As a registered Democrat and a socialist, I enjoy it when the right cannibalizes their own. So I can understand tweets like that by Illinois Democrat Robin Kelly, who claimed she had “her popcorn ready” as she went into the votes yesterday. The problem is this isn’t just a problem for Republicans. It’s a problem for all of us.

No House business can occur until a speaker is elected. That includes swearing in representatives, meaning that there is currently no House of Representatives to speak of.
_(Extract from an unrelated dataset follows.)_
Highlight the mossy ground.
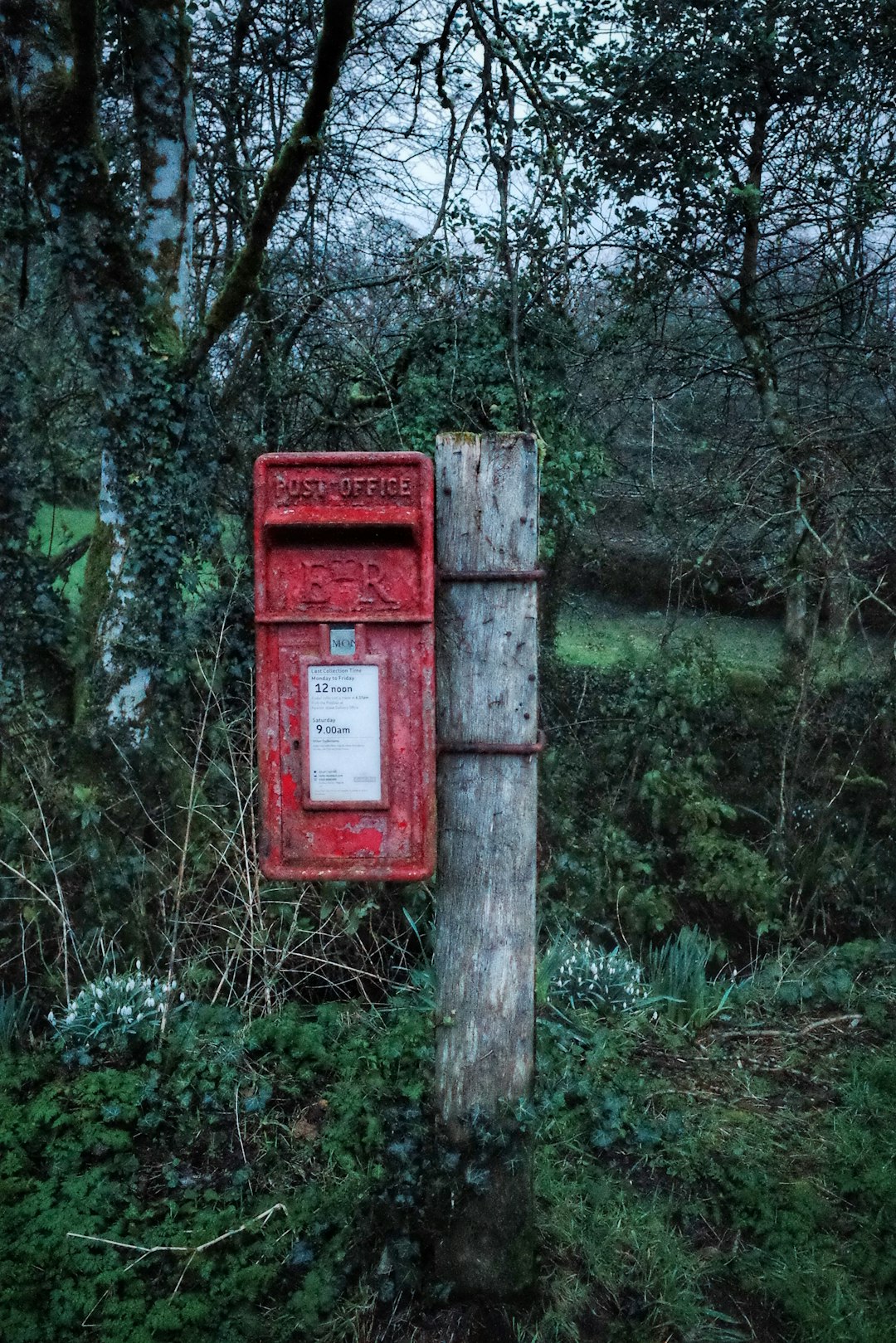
[0,943,896,1343]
Given the myriad issues facing the United States at this moment – three respiratory viruses leading to increased hospitalizations, a war in Ukraine, increasing tensions in the Far East, inflation and possible recession – this is not just a matter of inconvenience. It is a matter of national security.

Yet Republicans are putting their own pettiness above the needs of the American people. That is frightening. Even if business were to occur, I have no confidence that the Republicans could agree enough to pass a bill declaring the sky is blue. How will they ever raise the debt ceiling, for example, if they can’t even agree on who should be in charge?

Democrats, I’d say. That is the message Joe Biden is subtly sending in Kentucky. By going to the bridge no one but he could fix, the president is reminding the country what competent governance looks like. When adults are in charge, things get done. Beyond that, though, we are seeing the results of two different American political philosophies: one from the far right that puts personal interests over national needs and one from Democrats that puts the collective interests of the American people first by delivering legislation and competent governance.

Let us remember this in 2024, when these petulant children playing at being legislators again ask to be in charge of the People’s House. Joe Biden fixed the damn bridge. Republicans can’t even fix themselves.